![]() | 24:02 銀座駅 |
「1番線、お下がりください。渋谷行、参ります。1番線に参ります電車、渋谷行です」
構内アナウンスが告げて、竹内は背筋を伸ばした。
付近にいる客に変化はなかった。 いや……。
竹内は、ふと考えた。
ほとんどの場合、身代金目的の誘拐犯は粗暴な連中である。

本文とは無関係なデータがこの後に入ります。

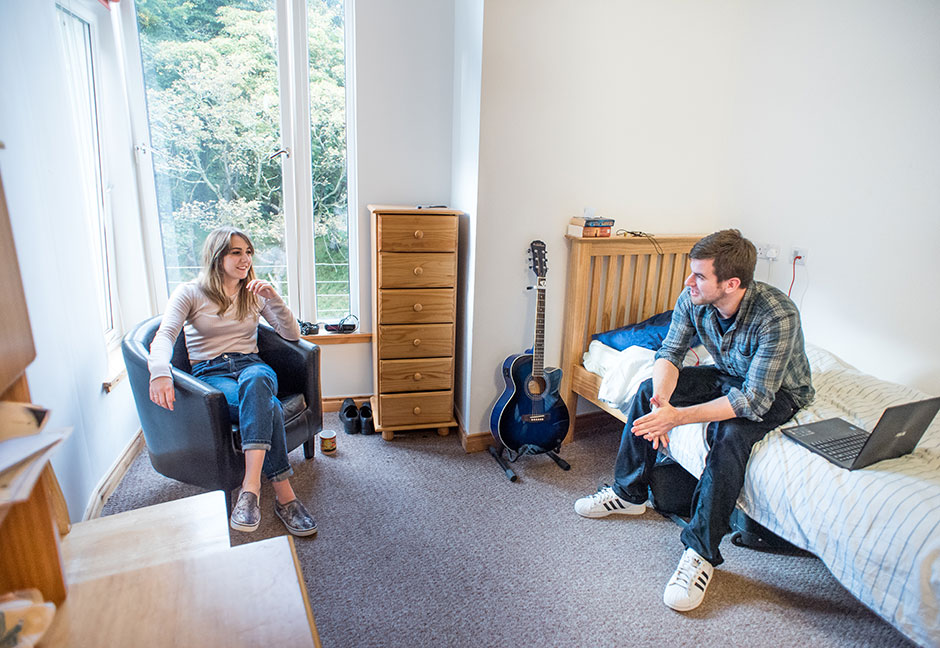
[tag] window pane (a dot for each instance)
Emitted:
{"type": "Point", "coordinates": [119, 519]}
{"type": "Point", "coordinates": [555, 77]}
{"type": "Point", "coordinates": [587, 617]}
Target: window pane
{"type": "Point", "coordinates": [210, 69]}
{"type": "Point", "coordinates": [326, 36]}
{"type": "Point", "coordinates": [77, 42]}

考えもなく、短絡的に犯罪に走ってしまう馬鹿野郎たちだ。
だが、これが時刻表の数字の一致といったものから計画された犯罪だとすると、単なる粗暴犯タイプの犯人ではないのではないかという気がしてくる。 なにか、妙だ……と、竹内は思った。
それは、捜査本部で聞かされた犯人の電話の声の印象とのギャップからきているのかもしれない。 「何度も言わせるな、馬鹿野郎。11時57分発だ。浅草を11時57分に出る地下鉄に乗りゃいいんだよ。そのケツの箱に乗んな。間違えるなよ。一番ケツの箱だ。それで銀座で降りろ。降りたところに突っ立ってりゃいい。わかったか」 どこか、イメージが噛み合わない。
ゲーム的な犯罪計画を立てる人間のしゃべり方には思えなかった。
電車の接近する音が聞こえてきて、竹内は思考を中断した。 「ご乗車、ありがとうございます。銀座でございます。忘れ物、落とし物ないよう、ご注意下さい。1番線の電車、渋谷行でございます」
最後尾車両の3つのドアから7人の乗客が降りた。ホームにいた4人が、さっさと電車に乗り込む。 最後尾周辺のホームには、2番線の浅草行を待っている乗客1人と、竹内だけが残された。 ホームに下りた車掌が、口に笛をくわえたまま、竹内のほうへ視線を寄越した。